In this article, we look at Clymenus and the myths and legends surrounding Clymenus, Clymenus relationship to and with other Greek Gods and Goddess and key events and stories which relate to ancient astrology and the changing seasons.

About Clymenus

He was recorded as being the king of Arcadia, who committed incest with his own daughter Harpalyce [ravenous she-wolf], there are two similar versions of his story, in one he is the son of Schoeneus, who was in reality a river god, who falls in love with his own daughter and rapes her, when the child is born she kills and cooks him and serves him to her father, who then kills her.
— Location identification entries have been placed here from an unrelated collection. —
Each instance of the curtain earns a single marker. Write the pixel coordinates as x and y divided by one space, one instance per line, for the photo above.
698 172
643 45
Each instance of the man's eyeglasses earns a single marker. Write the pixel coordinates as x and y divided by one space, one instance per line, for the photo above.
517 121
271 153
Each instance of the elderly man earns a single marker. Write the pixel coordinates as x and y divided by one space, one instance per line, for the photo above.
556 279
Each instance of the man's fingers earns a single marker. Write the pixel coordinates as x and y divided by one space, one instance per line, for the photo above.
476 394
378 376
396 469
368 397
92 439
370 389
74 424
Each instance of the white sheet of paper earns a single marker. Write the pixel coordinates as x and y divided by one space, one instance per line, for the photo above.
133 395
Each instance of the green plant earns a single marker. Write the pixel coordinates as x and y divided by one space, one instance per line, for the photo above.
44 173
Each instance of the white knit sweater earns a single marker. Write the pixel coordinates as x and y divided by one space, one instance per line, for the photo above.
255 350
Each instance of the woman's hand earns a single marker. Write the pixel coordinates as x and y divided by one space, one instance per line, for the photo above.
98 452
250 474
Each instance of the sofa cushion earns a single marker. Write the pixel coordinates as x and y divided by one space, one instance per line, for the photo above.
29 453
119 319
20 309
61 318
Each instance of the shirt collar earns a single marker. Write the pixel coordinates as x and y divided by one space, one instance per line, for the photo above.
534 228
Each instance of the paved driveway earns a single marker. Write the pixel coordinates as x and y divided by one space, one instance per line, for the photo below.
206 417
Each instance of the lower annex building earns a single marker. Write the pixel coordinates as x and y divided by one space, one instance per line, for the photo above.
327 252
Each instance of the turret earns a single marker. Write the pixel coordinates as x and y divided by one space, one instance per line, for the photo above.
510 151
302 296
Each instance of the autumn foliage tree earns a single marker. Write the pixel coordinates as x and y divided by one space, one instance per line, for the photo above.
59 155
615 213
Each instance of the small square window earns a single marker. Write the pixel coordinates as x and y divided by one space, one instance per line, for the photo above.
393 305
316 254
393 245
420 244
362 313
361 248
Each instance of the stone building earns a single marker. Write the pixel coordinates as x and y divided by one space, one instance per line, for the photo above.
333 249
In the second Clymenus is the son of Teleus and Epicasta, he starts a longterm affair with his own daughter Harpalyce, who bares him a son, later Alastor the son of Neleus (another river god) and Chloris, turns up to claim his bride for Harpalyce had been betrothed to him from a very young age, but as they were on their way home, Clymenus abducted her and lived with her as if they were married. Harpalyce unhappy with this slew the child and cooked him and served him to Clymenus; then she prayed to the gods who turned her into an owl, while Clymenus committed suicide. See under Alastor for more insight.